Intratelencephalic neuron inputs showed a different pattern of changes. These neurons are part of recurrent cortico-cortical loops and receive strong input from other sensory regions. Psilocybin weakened those inputs, the researchers found.

Neuronal activity during the psychedelic dose helps shape these long-term network changes, the study suggests. One of the regions whose input to pyramidal tract cells increased the most was the retrosplenial cortex. This is part of the mouse equivalent of the human default mode network, which “seems to intimately be involved in creating the sense of self,” says Joshua Siegel, assistant professor of psychiatry at NYU Langone Health, who was not involved in the study. Psychedelics disrupt this network to produce therapeutic effects, Siegel says.

Retrosplenial cortex projections to the anterior cingulate cortex ramped up their activity about 15 minutes after a psilocybin injection, the study reports. When the researchers chemogenetically silenced these projections before delivering psilocybin, however, they saw no increase in projections from the retrosplenial cortex to the anterior cingulate cortex, although inputs from other brain regions increased or decreased as before.

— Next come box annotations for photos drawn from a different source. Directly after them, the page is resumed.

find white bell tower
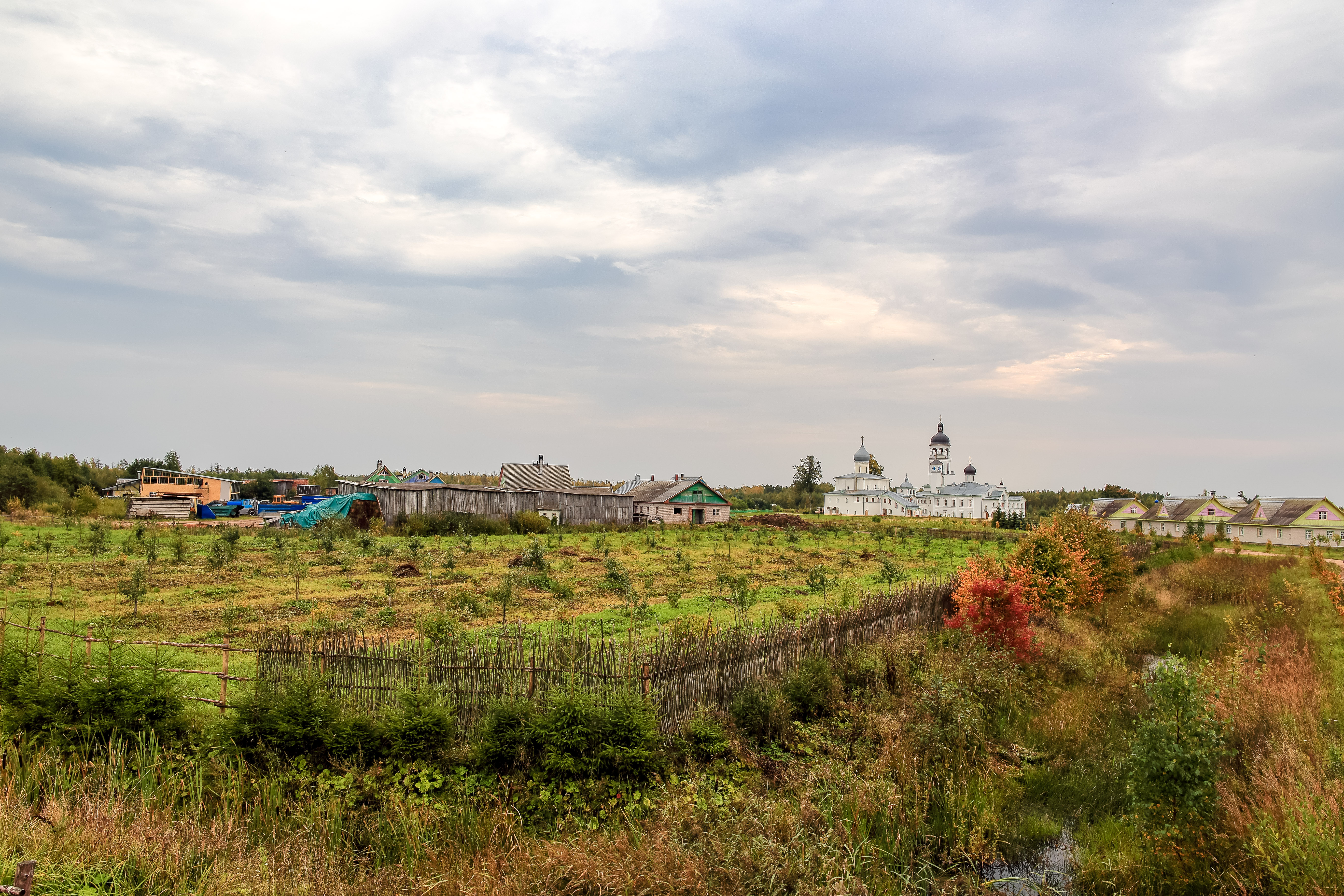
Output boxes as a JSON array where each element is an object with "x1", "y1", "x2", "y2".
[{"x1": 929, "y1": 418, "x2": 953, "y2": 488}]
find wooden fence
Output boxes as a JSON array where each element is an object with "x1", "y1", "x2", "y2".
[
  {"x1": 0, "y1": 610, "x2": 257, "y2": 713},
  {"x1": 257, "y1": 576, "x2": 956, "y2": 732}
]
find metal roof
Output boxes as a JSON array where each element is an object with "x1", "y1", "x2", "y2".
[
  {"x1": 500, "y1": 463, "x2": 574, "y2": 489},
  {"x1": 621, "y1": 477, "x2": 727, "y2": 504}
]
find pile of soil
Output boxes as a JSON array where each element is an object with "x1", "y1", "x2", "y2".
[{"x1": 742, "y1": 513, "x2": 808, "y2": 529}]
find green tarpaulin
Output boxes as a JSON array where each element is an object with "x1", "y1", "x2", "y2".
[{"x1": 280, "y1": 492, "x2": 378, "y2": 529}]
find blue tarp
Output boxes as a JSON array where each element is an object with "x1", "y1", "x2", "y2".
[{"x1": 280, "y1": 492, "x2": 378, "y2": 529}]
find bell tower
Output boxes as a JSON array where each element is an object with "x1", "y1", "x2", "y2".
[{"x1": 929, "y1": 418, "x2": 953, "y2": 486}]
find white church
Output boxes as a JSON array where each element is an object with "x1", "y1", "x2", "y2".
[{"x1": 824, "y1": 420, "x2": 1027, "y2": 520}]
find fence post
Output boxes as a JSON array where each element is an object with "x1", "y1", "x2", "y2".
[
  {"x1": 219, "y1": 635, "x2": 228, "y2": 716},
  {"x1": 0, "y1": 860, "x2": 38, "y2": 896}
]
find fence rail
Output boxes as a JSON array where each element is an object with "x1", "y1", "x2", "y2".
[
  {"x1": 0, "y1": 609, "x2": 257, "y2": 713},
  {"x1": 0, "y1": 576, "x2": 957, "y2": 732},
  {"x1": 257, "y1": 576, "x2": 956, "y2": 732}
]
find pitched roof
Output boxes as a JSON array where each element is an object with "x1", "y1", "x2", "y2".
[
  {"x1": 500, "y1": 463, "x2": 574, "y2": 489},
  {"x1": 936, "y1": 482, "x2": 999, "y2": 497},
  {"x1": 618, "y1": 477, "x2": 727, "y2": 504},
  {"x1": 1087, "y1": 498, "x2": 1148, "y2": 518},
  {"x1": 1265, "y1": 498, "x2": 1324, "y2": 525}
]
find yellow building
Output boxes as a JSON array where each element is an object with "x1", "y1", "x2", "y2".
[{"x1": 140, "y1": 466, "x2": 242, "y2": 504}]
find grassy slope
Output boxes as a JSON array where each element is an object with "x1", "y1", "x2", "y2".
[
  {"x1": 0, "y1": 520, "x2": 1000, "y2": 697},
  {"x1": 0, "y1": 535, "x2": 1344, "y2": 893}
]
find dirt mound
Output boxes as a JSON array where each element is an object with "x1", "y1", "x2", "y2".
[{"x1": 742, "y1": 513, "x2": 808, "y2": 529}]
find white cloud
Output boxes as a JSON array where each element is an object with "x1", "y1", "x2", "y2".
[{"x1": 0, "y1": 0, "x2": 1344, "y2": 492}]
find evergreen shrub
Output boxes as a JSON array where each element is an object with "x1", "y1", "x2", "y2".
[
  {"x1": 728, "y1": 680, "x2": 792, "y2": 747},
  {"x1": 782, "y1": 656, "x2": 843, "y2": 721}
]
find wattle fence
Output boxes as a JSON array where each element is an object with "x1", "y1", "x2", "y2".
[{"x1": 255, "y1": 576, "x2": 957, "y2": 731}]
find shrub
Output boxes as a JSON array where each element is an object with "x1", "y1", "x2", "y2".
[
  {"x1": 94, "y1": 498, "x2": 126, "y2": 520},
  {"x1": 598, "y1": 692, "x2": 663, "y2": 781},
  {"x1": 948, "y1": 558, "x2": 1040, "y2": 662},
  {"x1": 602, "y1": 559, "x2": 630, "y2": 591},
  {"x1": 0, "y1": 645, "x2": 185, "y2": 745},
  {"x1": 1009, "y1": 529, "x2": 1099, "y2": 615},
  {"x1": 384, "y1": 686, "x2": 457, "y2": 763},
  {"x1": 781, "y1": 656, "x2": 843, "y2": 721},
  {"x1": 1043, "y1": 510, "x2": 1134, "y2": 601},
  {"x1": 836, "y1": 645, "x2": 887, "y2": 695},
  {"x1": 728, "y1": 680, "x2": 790, "y2": 745},
  {"x1": 681, "y1": 705, "x2": 728, "y2": 762},
  {"x1": 473, "y1": 700, "x2": 536, "y2": 771},
  {"x1": 219, "y1": 676, "x2": 343, "y2": 758},
  {"x1": 536, "y1": 688, "x2": 603, "y2": 778},
  {"x1": 915, "y1": 674, "x2": 985, "y2": 764},
  {"x1": 1129, "y1": 654, "x2": 1227, "y2": 848}
]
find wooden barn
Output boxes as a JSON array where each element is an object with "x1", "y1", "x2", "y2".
[{"x1": 336, "y1": 480, "x2": 634, "y2": 525}]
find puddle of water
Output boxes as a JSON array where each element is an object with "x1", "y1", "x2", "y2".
[{"x1": 984, "y1": 827, "x2": 1074, "y2": 896}]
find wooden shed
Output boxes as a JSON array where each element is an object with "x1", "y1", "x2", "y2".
[
  {"x1": 126, "y1": 494, "x2": 196, "y2": 520},
  {"x1": 336, "y1": 480, "x2": 634, "y2": 525}
]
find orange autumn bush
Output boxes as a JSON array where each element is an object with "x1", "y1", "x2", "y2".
[
  {"x1": 1008, "y1": 510, "x2": 1134, "y2": 616},
  {"x1": 946, "y1": 558, "x2": 1040, "y2": 662},
  {"x1": 1308, "y1": 546, "x2": 1344, "y2": 616}
]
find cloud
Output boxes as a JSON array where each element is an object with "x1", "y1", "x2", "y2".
[{"x1": 0, "y1": 0, "x2": 1344, "y2": 493}]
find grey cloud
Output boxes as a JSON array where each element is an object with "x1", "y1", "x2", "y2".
[{"x1": 0, "y1": 1, "x2": 1344, "y2": 493}]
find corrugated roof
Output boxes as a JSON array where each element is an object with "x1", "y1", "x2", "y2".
[
  {"x1": 500, "y1": 463, "x2": 574, "y2": 489},
  {"x1": 368, "y1": 482, "x2": 515, "y2": 492},
  {"x1": 621, "y1": 477, "x2": 726, "y2": 504},
  {"x1": 1265, "y1": 498, "x2": 1322, "y2": 525}
]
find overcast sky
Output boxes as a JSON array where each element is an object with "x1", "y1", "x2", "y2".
[{"x1": 0, "y1": 0, "x2": 1344, "y2": 498}]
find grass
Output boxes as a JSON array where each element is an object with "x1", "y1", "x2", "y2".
[
  {"x1": 0, "y1": 520, "x2": 1344, "y2": 896},
  {"x1": 0, "y1": 518, "x2": 1011, "y2": 697}
]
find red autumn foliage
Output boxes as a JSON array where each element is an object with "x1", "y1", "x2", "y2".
[
  {"x1": 948, "y1": 559, "x2": 1040, "y2": 662},
  {"x1": 1308, "y1": 547, "x2": 1344, "y2": 616}
]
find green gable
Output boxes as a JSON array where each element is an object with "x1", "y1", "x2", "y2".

The findings show that how psychedelics rewire neural networks depends on their activity during the acute dosing, Siegel says. “And if you disrupt what’s going on during the acute dosing—in terms of neuronal firing, specifically—you can disrupt the lasting effect of the drug.” This result could mean that context and subjective experiences during psychedelic treatment are crucial for long-term therapeutic benefits, Siegel adds.

Using a combination of viruses to trace neuronal connections in living animals is tricky, because “you have to show that you’re doing what you want to do, and show that you’re not perturbing the system in a way that would confound your results,” says Melissa Herman, associate professor of pharmacology at the University of North Carolina at Chapel Hill, who was not involved in the study. This study does that well, Herman says, and is a particularly good example of using the access that model organisms provide to illuminate network-specific changes in a way that wouldn’t be possible in humans.

Kwan’s group is trying to understand what psychedelics “do to neurons and neural circuits,” to eventually “improve on the compounds and develop better drugs,” Kwan says. The new findings hint at a “possibility of shaping and steering that drug-evoked plasticity” by turning on or off particular circuits during the psychedelic experience to influence long-term brain changes, he says. He advises several pharmaceutical companies on their drug discovery efforts, including those involving psychedelic-related compounds, but he says that no companies paid for any part of the new study.